I have many close, amazing, supportive friends. You know who you are. Thank you for your incredible friendship, support, encouragement, love, help and comfort.
I am loved and I love. You know who you are, thank you for being the most remarkable man and for surprising me with your extraordinary ways. Thank you for cooking and being considerate of my vegetarianism and for always making me laugh. You’re so cool ♥.
My passion forEntrepreneurship grows daily.
My passion for writing has been fueled my the social media projects worked on in 2010.
My passion for technology is certain.
My passion for love is definite.
My passion for children (as in Toy Drives, education, uplifting) is on going.
My passion for life never ends.
My passion for photography is growing (especially food pics)
Interview on SAFM
Speech at UCT on Social Media
Speech for womens day in Strand
Working on Infointeg, product development and go live in September 2010
Started a new business to support me while getting Infointeg ready
World Cup, privileged enough to watch 2 LIVE games and do the fan walk. How fun it was!

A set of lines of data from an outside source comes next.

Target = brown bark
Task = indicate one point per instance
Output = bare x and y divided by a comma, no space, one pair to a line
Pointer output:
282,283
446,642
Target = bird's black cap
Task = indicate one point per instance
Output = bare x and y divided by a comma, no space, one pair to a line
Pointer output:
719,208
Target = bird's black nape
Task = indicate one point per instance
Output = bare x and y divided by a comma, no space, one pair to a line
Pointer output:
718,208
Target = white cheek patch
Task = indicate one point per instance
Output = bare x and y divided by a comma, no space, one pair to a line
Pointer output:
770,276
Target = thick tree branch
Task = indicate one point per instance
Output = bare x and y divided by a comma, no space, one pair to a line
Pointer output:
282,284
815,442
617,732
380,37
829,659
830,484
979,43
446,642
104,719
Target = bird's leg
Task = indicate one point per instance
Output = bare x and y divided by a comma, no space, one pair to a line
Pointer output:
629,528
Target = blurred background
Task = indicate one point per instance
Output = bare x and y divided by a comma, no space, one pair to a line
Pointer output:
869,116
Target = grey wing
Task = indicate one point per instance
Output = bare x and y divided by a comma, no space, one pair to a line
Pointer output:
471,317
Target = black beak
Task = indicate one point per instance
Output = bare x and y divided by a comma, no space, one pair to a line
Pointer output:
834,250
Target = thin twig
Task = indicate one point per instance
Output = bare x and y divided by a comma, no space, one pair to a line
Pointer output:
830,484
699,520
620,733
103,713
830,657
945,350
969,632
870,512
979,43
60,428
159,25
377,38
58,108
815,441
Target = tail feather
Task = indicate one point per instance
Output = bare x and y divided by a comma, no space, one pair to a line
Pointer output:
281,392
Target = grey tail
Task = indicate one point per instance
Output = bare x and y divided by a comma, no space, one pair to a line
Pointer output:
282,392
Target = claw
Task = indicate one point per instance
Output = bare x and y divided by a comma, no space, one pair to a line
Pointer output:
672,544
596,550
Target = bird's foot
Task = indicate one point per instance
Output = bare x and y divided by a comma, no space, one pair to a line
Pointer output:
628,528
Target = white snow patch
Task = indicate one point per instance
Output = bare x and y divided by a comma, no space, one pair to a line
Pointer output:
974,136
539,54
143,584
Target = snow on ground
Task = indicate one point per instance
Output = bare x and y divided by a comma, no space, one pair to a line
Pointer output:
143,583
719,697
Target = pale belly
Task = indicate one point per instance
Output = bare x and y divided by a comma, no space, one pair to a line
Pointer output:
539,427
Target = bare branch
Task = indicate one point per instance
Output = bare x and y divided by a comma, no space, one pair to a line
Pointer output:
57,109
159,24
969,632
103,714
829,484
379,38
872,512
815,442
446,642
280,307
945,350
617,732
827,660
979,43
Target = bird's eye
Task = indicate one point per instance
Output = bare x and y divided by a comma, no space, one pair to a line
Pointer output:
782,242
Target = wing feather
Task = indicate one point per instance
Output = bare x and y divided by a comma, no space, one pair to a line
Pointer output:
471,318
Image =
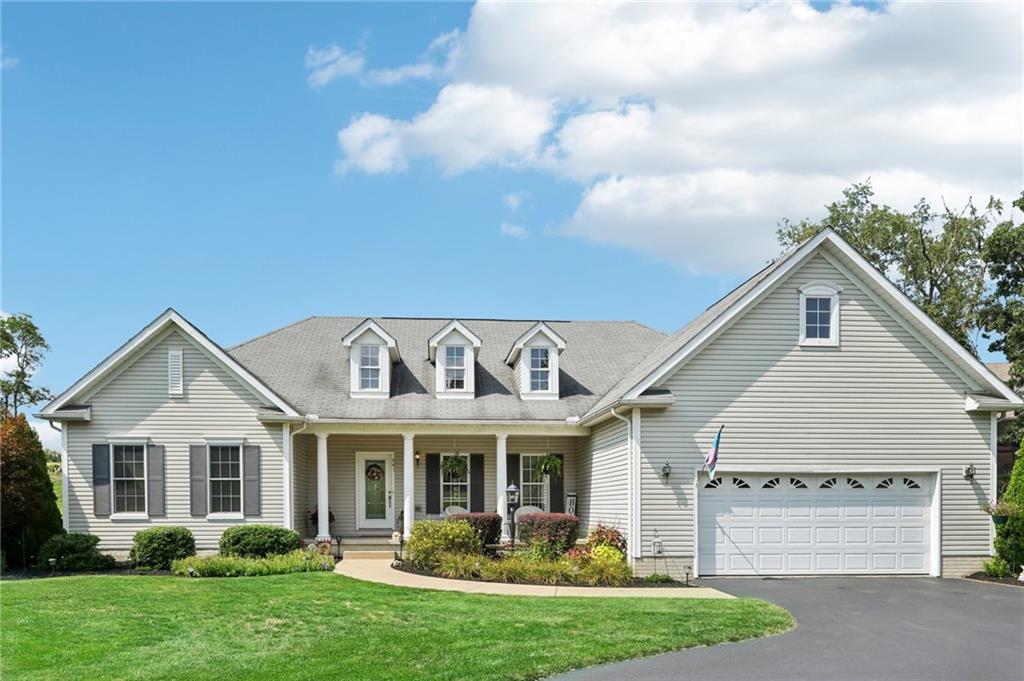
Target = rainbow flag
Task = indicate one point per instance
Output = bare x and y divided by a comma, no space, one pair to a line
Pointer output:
711,461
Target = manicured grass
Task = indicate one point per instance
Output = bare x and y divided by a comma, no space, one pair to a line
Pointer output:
327,626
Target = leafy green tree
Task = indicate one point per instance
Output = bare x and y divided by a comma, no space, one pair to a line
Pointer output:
29,514
936,258
20,339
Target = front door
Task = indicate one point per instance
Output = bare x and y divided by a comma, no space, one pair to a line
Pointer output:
375,490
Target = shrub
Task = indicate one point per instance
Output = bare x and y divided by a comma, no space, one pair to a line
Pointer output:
997,567
487,525
29,514
258,541
74,552
604,536
157,548
296,561
558,529
606,567
432,538
1010,536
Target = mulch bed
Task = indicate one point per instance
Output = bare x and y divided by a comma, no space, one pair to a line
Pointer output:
981,577
403,567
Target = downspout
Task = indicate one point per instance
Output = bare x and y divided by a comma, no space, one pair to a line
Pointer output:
629,463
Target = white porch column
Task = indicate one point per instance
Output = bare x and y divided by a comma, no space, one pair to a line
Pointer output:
501,476
323,510
408,485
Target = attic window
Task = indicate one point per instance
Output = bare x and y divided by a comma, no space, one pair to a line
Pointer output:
175,375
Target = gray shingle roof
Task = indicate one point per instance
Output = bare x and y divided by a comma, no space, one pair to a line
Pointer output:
307,366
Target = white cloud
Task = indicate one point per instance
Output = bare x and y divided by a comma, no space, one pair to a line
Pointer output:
512,229
692,128
331,62
467,127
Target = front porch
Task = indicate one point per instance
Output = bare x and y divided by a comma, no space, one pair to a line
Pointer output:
376,484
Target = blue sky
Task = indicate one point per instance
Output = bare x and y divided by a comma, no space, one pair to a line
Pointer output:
254,164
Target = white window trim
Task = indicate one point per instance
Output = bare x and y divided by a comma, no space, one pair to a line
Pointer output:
546,483
469,478
469,369
129,515
820,290
229,515
384,387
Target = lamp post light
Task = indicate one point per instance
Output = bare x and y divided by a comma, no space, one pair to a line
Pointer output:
512,497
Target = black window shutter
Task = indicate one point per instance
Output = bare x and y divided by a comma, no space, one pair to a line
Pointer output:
100,480
557,488
250,472
197,478
433,483
476,483
155,484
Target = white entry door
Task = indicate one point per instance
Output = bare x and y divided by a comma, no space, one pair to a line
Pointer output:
814,524
375,490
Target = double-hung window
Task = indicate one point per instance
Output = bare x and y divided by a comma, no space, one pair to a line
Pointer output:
534,491
455,368
370,368
129,478
540,370
225,478
455,486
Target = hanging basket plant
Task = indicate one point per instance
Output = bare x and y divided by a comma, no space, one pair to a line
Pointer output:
550,465
455,466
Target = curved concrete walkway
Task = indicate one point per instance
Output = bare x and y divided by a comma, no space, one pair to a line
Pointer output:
381,570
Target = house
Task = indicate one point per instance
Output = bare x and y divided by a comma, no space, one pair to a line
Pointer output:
858,437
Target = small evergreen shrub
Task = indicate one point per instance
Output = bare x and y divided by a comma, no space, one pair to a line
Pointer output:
487,525
74,552
431,539
558,529
296,561
258,541
604,536
1010,536
157,548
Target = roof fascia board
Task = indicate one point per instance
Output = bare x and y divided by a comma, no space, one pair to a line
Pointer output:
127,350
539,328
727,316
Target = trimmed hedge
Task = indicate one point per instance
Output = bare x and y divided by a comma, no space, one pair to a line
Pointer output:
258,541
487,525
559,530
295,561
431,539
157,548
74,552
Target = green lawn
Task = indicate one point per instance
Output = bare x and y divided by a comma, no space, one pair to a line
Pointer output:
327,626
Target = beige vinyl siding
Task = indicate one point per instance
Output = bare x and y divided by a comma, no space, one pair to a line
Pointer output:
602,477
882,398
341,466
135,402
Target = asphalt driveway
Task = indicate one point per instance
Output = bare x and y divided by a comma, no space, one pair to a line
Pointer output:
859,628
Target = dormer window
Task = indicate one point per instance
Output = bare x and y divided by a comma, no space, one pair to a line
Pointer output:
454,350
819,314
535,355
373,351
540,370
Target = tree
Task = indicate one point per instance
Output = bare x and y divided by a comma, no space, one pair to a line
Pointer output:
19,338
29,512
937,259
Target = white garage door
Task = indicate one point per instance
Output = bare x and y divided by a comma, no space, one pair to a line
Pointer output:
811,524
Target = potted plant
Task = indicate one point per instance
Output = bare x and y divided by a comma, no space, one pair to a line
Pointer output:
550,465
999,510
456,467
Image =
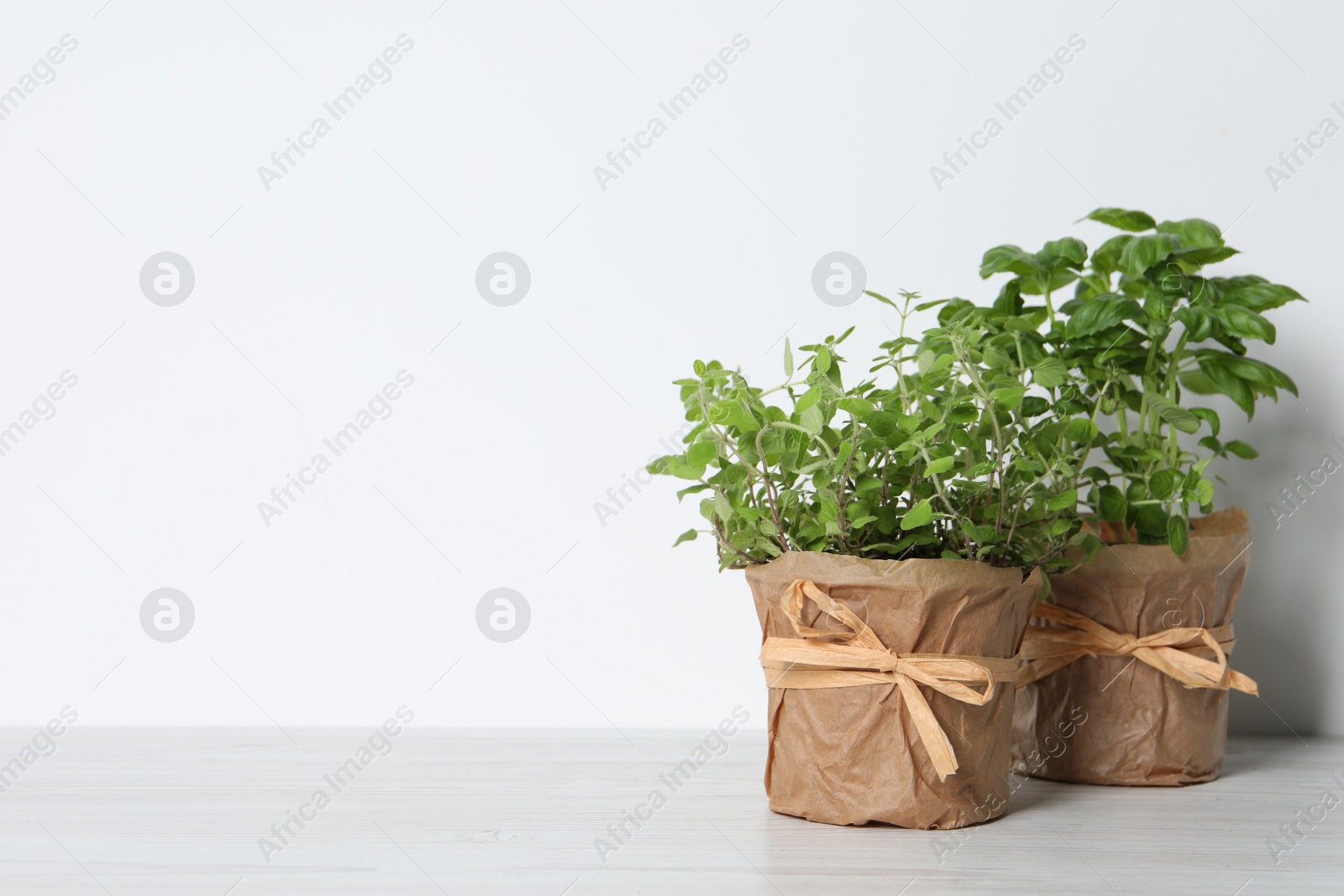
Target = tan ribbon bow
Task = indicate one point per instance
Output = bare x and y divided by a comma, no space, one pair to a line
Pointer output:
864,660
1171,652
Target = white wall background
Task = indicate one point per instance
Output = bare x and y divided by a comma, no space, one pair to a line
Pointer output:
362,258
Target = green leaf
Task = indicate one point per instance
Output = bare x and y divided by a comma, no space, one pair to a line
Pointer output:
940,465
1178,535
1147,251
882,423
702,453
1209,417
1162,484
1101,312
1068,250
917,516
1193,233
1063,501
1261,297
1050,372
808,399
1081,430
1008,258
812,421
1198,383
1152,521
1112,504
1243,322
1124,219
1173,412
857,406
1008,398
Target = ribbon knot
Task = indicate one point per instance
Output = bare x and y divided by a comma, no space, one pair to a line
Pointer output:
857,658
1175,652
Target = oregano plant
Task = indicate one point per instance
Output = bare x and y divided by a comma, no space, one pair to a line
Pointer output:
937,453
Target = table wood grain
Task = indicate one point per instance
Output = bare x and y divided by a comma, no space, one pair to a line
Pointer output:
181,812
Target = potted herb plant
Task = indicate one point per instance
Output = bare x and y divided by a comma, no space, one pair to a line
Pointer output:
1137,640
893,533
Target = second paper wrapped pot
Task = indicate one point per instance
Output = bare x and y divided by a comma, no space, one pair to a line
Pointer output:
850,755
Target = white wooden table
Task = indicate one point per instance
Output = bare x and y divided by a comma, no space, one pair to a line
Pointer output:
181,812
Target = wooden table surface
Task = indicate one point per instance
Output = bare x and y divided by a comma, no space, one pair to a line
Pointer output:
183,810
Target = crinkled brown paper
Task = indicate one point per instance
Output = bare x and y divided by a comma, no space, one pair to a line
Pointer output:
1142,727
853,755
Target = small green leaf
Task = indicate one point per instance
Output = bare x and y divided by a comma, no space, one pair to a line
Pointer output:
1113,504
917,516
1081,430
1178,535
940,465
808,399
1008,258
702,453
1063,501
1243,322
1173,412
1050,372
882,423
857,406
1124,219
1209,417
1008,398
1162,484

Gautrain …. awesome experience
First time playing BINGO at the Casino with BFF and BF :)
30 Seconds to Mars concert, tickets (we love tickets) compliments of the bf, thank you, you rock the party!
Guitarist concert in Kalkbay – Tony Cox and Antonio (Awesome Guitar man)
Lunch at Jordan Wine Estate with international Keynote speaker Daniel Eisenberg
Seeing Kevin Derman perform at the Baxter Theater and having him sing 3 songs he wrote at the Toy Drive 2010
that’s it for now, I may update at a later stage
2010 was a big year in terms of work and work challenges. But it has prepared me for 2011, this I am confident about. So, as I bid farewell to the year that has put SA in a positive light and welcome a new, I take deep breathes in anticipation of what is about to begin.
I look forward to the next phase, the journey, the experiences, the friendships and the fun. Happy new beginnings to all.